El público del Azkena se reinventa cada año. Desde los rockabillys con aires de Elvis, pasando por los heavys y 'punkarras', hasta los rockeros de la vieja escuela que incluso se traen a sus retoños en el cochecito. Todos y cada uno de ellos se dieron cita ayer en Mendizabala en la primera jornada del Azkena Rock. Animados por el potente cartel de este año y las altas temperaturas, el goteo de asistentes fue creciendo hasta llenar la zona de acampada y el recinto ferial.
Javi, Jesús, Sonia y compañía, tras recorrer 600 kilómetros desde Toledo, comenzaban la tarde con el 'Paranoid' de Black Sabbath atronando desde los bafles de su coche en el parking. «¡Kiss manda!», afirmaban. En la entrada, Maider Gómez y Aitziber Gil aguardaban turno para que les colocaran la pulsera verde para acceder al recinto. «Nos quedamos los tres días pues al haber terminado los exámenes, este año las fechas nos vienen mejor». Otros se dirigían a las tiendas de camping para «refrescarnos antes de los conciertos», como los murcianos Jorge Gaviria y Estíbaliz Atienza.
Cientos de tumbonas, toallas y chanclas inundaron el monte de la tortilla en un ambiente de lo más playero y musical. 'Jackie' y sus colegas de Talavera de la Reina, debutantes en el Azkena, idearon el remedio perfecto para la sed y el calor: la 'sandía kalimotxera'. «Es el último grito en festivales junto con el sombrero de vaquero y el tanga de leopardo». Convencidos de que «Dylan es el padre del rock moderno, con permiso de Loquillo y Rosendo», tenían claro que «Kiss será la actuación estrella».
Los vitorianos Imanol y sus amigos improvisaban mientras tanto con los bongos y una guitarra, a la vez que Gonzalo y su cuadrilla, adeptos a Slash y al Alavés, descansaban bajo una sombrilla albiazul. Otros más veteranos como Txomin, que no ha faltado a ninguna edición de la cita, montaban un picnic 'festivalero' con sus vecinos de tienda. «Mañana por la mañana, si la resaca no lo impide, iremos a conocer el Casco Viejo», planeaban Héctor y su novia Cristina, de Barcelona.

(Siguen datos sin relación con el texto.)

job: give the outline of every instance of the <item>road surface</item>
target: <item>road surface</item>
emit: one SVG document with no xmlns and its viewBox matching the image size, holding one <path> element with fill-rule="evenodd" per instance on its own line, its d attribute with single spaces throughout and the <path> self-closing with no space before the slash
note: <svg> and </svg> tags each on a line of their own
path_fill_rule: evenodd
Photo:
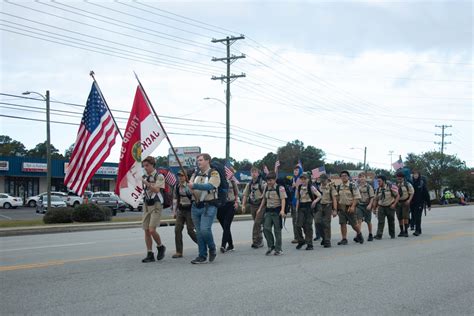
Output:
<svg viewBox="0 0 474 316">
<path fill-rule="evenodd" d="M 236 251 L 191 265 L 196 246 L 142 264 L 139 229 L 0 238 L 2 315 L 473 315 L 474 206 L 437 208 L 420 237 L 296 250 L 250 248 L 251 222 L 233 224 Z M 376 220 L 375 220 L 376 224 Z M 290 226 L 287 223 L 288 229 Z M 386 228 L 387 229 L 387 228 Z M 216 239 L 221 229 L 214 225 Z M 364 227 L 364 232 L 366 228 Z M 397 226 L 398 233 L 398 226 Z M 366 235 L 366 233 L 364 234 Z M 353 232 L 350 233 L 352 240 Z M 337 218 L 333 241 L 340 238 Z"/>
</svg>

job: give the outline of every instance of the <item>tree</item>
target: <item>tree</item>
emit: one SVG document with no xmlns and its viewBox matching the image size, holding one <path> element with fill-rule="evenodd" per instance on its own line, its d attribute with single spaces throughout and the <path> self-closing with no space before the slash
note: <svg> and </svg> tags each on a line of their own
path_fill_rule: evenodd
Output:
<svg viewBox="0 0 474 316">
<path fill-rule="evenodd" d="M 443 187 L 453 190 L 465 190 L 467 186 L 460 179 L 468 172 L 466 165 L 455 155 L 445 155 L 438 151 L 429 151 L 416 155 L 407 155 L 405 165 L 410 169 L 419 170 L 428 178 L 428 187 L 435 190 L 439 198 Z"/>
<path fill-rule="evenodd" d="M 0 156 L 25 156 L 26 147 L 10 136 L 0 135 Z"/>
<path fill-rule="evenodd" d="M 234 162 L 234 169 L 240 171 L 250 171 L 252 169 L 253 164 L 250 160 L 244 159 L 242 161 L 235 161 Z"/>
<path fill-rule="evenodd" d="M 37 158 L 45 158 L 46 159 L 46 150 L 47 144 L 46 141 L 43 143 L 39 143 L 35 146 L 35 148 L 28 150 L 27 156 L 28 157 L 37 157 Z M 59 153 L 59 150 L 51 144 L 51 158 L 53 159 L 64 159 L 64 156 Z"/>
<path fill-rule="evenodd" d="M 66 151 L 64 152 L 64 158 L 71 159 L 72 152 L 74 151 L 74 146 L 75 145 L 76 145 L 76 143 L 73 143 L 73 144 L 71 144 L 71 146 L 69 146 L 68 149 L 66 149 Z"/>
<path fill-rule="evenodd" d="M 285 172 L 293 172 L 298 160 L 301 159 L 304 149 L 303 142 L 299 140 L 294 140 L 287 143 L 285 146 L 278 148 L 277 156 L 281 163 L 280 170 Z M 268 167 L 270 168 L 270 166 Z"/>
<path fill-rule="evenodd" d="M 168 156 L 158 156 L 158 157 L 156 157 L 156 166 L 157 167 L 167 167 L 168 166 Z"/>
<path fill-rule="evenodd" d="M 277 155 L 274 153 L 268 153 L 263 157 L 261 160 L 257 160 L 255 162 L 255 166 L 259 168 L 260 170 L 263 169 L 263 165 L 267 166 L 268 170 L 273 170 L 273 167 L 275 166 L 275 162 L 277 160 Z M 282 169 L 280 167 L 280 169 Z"/>
<path fill-rule="evenodd" d="M 336 160 L 333 163 L 326 164 L 326 172 L 329 174 L 339 174 L 343 170 L 361 170 L 362 163 L 357 165 L 352 162 L 345 162 L 344 160 Z"/>
<path fill-rule="evenodd" d="M 324 151 L 313 146 L 306 147 L 301 153 L 301 163 L 305 170 L 324 166 Z"/>
</svg>

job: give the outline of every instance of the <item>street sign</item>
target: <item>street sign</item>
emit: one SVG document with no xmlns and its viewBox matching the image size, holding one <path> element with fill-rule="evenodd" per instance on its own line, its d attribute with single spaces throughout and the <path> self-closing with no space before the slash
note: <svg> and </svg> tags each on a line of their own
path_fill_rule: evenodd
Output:
<svg viewBox="0 0 474 316">
<path fill-rule="evenodd" d="M 201 147 L 175 147 L 174 150 L 179 157 L 179 161 L 183 164 L 183 167 L 196 166 L 196 158 L 201 153 Z M 169 167 L 179 167 L 179 163 L 171 148 L 168 151 L 168 165 Z"/>
</svg>

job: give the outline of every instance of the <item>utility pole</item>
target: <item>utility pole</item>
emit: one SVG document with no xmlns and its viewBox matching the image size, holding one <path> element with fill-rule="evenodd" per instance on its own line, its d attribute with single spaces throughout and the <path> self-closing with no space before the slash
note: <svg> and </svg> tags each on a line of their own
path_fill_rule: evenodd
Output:
<svg viewBox="0 0 474 316">
<path fill-rule="evenodd" d="M 390 170 L 392 170 L 392 168 L 393 168 L 393 150 L 389 150 L 388 155 L 390 156 Z"/>
<path fill-rule="evenodd" d="M 364 173 L 367 173 L 367 146 L 364 147 Z"/>
<path fill-rule="evenodd" d="M 230 54 L 230 47 L 238 40 L 245 39 L 245 36 L 230 37 L 227 36 L 223 39 L 212 39 L 212 43 L 223 43 L 226 46 L 227 57 L 216 58 L 213 57 L 212 61 L 222 61 L 227 65 L 227 74 L 221 75 L 220 77 L 212 76 L 212 80 L 221 80 L 227 84 L 226 88 L 226 137 L 225 137 L 225 160 L 229 161 L 230 157 L 230 84 L 237 78 L 245 77 L 245 74 L 234 75 L 230 73 L 230 65 L 233 64 L 237 59 L 245 58 L 245 55 L 235 56 Z"/>
<path fill-rule="evenodd" d="M 452 135 L 452 134 L 446 134 L 445 130 L 447 128 L 452 127 L 452 126 L 451 125 L 435 125 L 435 126 L 438 127 L 438 128 L 441 128 L 441 134 L 435 134 L 436 136 L 441 137 L 441 142 L 434 142 L 434 143 L 437 144 L 437 145 L 441 145 L 441 155 L 444 155 L 444 147 L 448 144 L 451 144 L 451 142 L 446 142 L 444 139 L 445 139 L 445 137 Z"/>
<path fill-rule="evenodd" d="M 48 183 L 48 211 L 51 210 L 51 123 L 49 117 L 49 90 L 46 90 L 46 178 Z"/>
</svg>

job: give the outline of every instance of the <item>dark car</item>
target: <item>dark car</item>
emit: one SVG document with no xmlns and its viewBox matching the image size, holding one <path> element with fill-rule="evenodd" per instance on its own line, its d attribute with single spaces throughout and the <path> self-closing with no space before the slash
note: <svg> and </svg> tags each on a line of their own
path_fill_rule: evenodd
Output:
<svg viewBox="0 0 474 316">
<path fill-rule="evenodd" d="M 113 192 L 94 192 L 90 198 L 90 203 L 109 207 L 112 209 L 114 216 L 117 215 L 117 211 L 125 212 L 129 208 L 129 206 Z"/>
</svg>

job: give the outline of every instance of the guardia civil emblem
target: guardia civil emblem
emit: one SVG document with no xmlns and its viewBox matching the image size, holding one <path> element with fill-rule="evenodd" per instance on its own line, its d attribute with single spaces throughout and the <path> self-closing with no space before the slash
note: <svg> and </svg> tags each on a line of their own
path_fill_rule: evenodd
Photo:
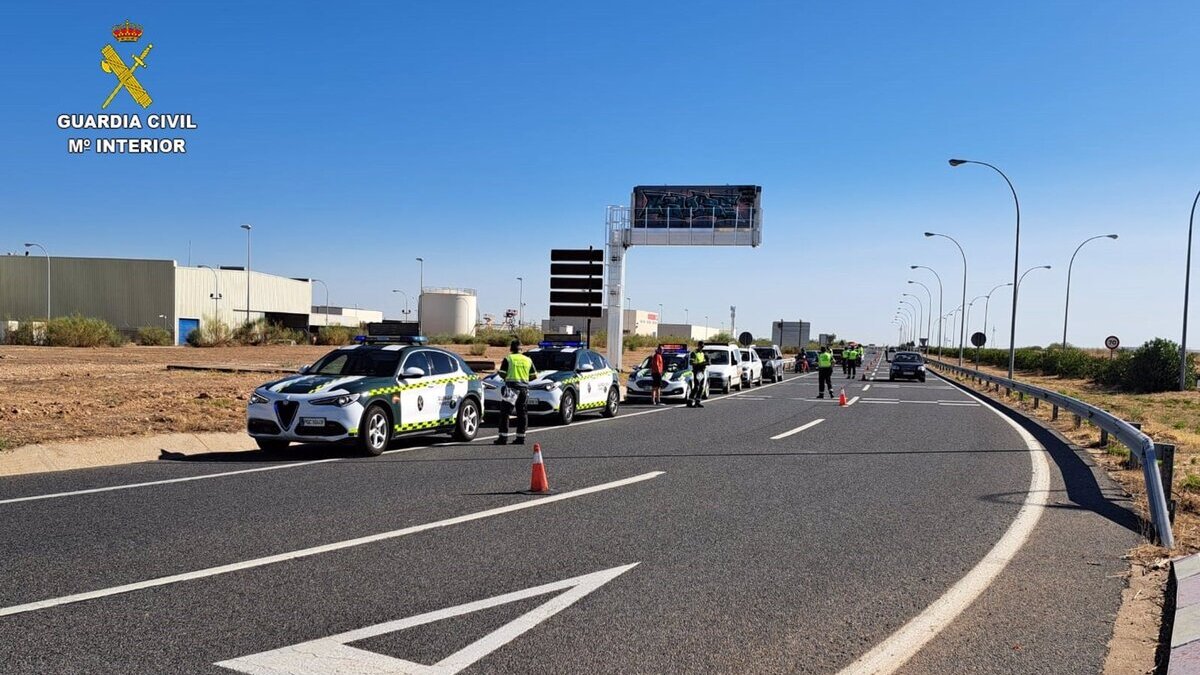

Más tierna es la historia de los alicantinos Sergio y Noelia, que trajeron a su pequeño Ernesto, que a sus 16 meses, «ya es todo un aficionado a la batería y la guitarra». El primer año que la pareja recaló en el Azkena, su hijo «estaba en la tripa», recordaba su madre feliz mientras trataba de ponerle los cascos protectores «para ver a Gov´t Mule y Airbourne por la noche».
El acento 'guiri' y los looks estrafalarios tampoco faltaron. Hubo una concurrida pasarela de tatuajes, piercings y camperas. Entre ellos, los suecos Marcus y Rikard, que se sumergían por primera vez en el ambiente vitoriano otorgándole un «amazing» (alucinante en inglés) como nota. Las griegas Natalia y Ángela se sorprendían de «la calidad de las actuaciones y la simpatía del público». Igual que los daneses Lars y Lali, fans de The Hives y Chris Isaak, que disfrutaron de una jornada «muy muy loca». Y esto no ha hecho más que empezar.